Seismic refraction profiles across Juan de Fuca ridge, west of the coast of Oregon, show that the ridge is the surface expression of an upraised crust and mantle; the crustal velocity is slightly higher than normal, and the mantle velocity is low. Near the axis of the ridge the mantle velocity is below normal, and the mantle may be as shallow as 7 km below sea level. The topographic asymmetry of the ridge is caused by burial of the east flank of an essentially symmetrical ridge by the sediments of the Cascadia basin, trapped behind the ridge. The base of the sedimentary layer and the base of the oceanic crust both reach depths almost as deep as those normal for the ocean basins under the Tufts abyssal plain to the west and at the foot of the continental slope to the east. In the Gorda basin, just east of Gorda ridge, new measurements agree with older measurements by R. W. Raitt, which show very shallow depth to mantle (depths between 6 and 8 km below sea level) and low mantle velocity, both here and on the west side of Gorda ridge. Juan de Fuca ridge and Gorda ridge thus appear to have the same structure as the East Pacific rise.

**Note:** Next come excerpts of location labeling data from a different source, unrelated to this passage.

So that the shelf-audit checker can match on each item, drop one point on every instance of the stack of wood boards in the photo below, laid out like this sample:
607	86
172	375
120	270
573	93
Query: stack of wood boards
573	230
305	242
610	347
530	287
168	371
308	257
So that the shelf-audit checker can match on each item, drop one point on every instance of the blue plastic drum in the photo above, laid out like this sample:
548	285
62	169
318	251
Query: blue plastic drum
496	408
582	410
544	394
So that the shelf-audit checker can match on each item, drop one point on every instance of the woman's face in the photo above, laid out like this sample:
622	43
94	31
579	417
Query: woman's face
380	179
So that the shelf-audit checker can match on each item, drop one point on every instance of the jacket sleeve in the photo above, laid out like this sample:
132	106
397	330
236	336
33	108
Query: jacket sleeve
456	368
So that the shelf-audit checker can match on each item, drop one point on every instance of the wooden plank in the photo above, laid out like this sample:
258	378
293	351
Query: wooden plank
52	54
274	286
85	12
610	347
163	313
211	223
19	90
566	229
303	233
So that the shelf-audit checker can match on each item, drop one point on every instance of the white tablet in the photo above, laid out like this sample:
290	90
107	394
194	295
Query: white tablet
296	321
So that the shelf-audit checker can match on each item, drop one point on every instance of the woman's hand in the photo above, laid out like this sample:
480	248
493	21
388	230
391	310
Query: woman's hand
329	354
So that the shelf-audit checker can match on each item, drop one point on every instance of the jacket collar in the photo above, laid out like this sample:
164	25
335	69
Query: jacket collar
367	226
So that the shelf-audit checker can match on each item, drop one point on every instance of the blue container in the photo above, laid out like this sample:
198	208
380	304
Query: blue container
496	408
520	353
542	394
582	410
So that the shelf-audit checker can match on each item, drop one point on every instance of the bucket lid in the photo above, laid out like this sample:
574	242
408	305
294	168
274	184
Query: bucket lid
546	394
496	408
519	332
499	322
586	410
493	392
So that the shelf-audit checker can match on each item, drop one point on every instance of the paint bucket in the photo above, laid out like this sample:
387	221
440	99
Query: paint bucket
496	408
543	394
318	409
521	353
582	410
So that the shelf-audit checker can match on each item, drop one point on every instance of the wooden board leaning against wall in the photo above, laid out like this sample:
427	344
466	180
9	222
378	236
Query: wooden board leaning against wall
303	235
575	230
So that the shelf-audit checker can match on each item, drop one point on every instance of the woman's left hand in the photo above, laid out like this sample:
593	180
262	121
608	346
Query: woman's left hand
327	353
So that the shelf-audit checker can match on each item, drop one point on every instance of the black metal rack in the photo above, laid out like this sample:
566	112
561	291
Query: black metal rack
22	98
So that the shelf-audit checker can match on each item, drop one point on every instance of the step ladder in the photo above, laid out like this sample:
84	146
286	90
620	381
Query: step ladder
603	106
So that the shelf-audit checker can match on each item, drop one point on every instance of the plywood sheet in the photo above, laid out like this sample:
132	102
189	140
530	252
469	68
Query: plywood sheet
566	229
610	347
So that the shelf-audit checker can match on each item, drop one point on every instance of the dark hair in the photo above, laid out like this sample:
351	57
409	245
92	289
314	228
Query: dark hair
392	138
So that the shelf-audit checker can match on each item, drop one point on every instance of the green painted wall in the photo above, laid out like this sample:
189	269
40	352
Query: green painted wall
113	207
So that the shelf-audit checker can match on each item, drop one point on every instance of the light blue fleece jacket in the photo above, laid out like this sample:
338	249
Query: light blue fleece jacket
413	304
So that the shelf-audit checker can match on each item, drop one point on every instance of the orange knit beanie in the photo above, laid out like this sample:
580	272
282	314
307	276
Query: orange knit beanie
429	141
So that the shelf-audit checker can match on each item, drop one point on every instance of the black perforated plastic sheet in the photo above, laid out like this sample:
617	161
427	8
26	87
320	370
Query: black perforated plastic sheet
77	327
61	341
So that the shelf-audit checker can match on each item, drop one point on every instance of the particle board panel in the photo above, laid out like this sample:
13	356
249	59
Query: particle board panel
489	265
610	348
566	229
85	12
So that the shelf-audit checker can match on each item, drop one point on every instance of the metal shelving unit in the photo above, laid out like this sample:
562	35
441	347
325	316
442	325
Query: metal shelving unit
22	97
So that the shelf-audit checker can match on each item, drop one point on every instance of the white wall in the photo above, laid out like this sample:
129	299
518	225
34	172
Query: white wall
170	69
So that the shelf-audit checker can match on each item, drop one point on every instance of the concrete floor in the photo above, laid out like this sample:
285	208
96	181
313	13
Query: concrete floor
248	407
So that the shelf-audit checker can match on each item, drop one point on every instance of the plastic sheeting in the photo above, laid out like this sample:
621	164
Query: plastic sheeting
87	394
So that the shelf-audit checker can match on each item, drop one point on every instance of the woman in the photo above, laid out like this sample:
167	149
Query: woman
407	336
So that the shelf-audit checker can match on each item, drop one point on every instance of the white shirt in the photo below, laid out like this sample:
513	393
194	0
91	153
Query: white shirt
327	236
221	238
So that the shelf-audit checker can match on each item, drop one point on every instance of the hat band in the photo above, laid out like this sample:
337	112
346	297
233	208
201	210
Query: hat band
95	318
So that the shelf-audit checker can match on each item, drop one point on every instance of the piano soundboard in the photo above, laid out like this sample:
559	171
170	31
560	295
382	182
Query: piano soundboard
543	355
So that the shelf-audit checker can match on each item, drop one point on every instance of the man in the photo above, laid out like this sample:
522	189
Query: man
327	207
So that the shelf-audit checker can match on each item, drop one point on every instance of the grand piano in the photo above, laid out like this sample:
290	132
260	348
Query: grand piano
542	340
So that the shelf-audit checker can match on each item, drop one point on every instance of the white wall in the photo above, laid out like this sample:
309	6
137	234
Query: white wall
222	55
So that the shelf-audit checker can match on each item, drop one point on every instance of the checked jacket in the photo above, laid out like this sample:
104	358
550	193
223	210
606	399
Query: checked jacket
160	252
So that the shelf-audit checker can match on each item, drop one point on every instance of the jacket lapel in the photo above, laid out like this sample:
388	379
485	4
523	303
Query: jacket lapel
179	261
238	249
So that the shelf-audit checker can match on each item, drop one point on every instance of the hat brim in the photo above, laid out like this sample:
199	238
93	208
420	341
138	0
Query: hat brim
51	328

Profiles on the continental shelf off Washington, Oregon, and northern California show that there is a thick sedimentary section beneath the shelf. Rocks with the velocity of the oceanic crust were found at a depth of 10 km beneath the shelf off Oregon and northern California; mantle depth was determined as 17 km west of the Oregon-Washington border, where the water is 0.12 km deep, and 14 km west of central Oregon at the outer edge of the shelf, where the water is 0.7 km deep.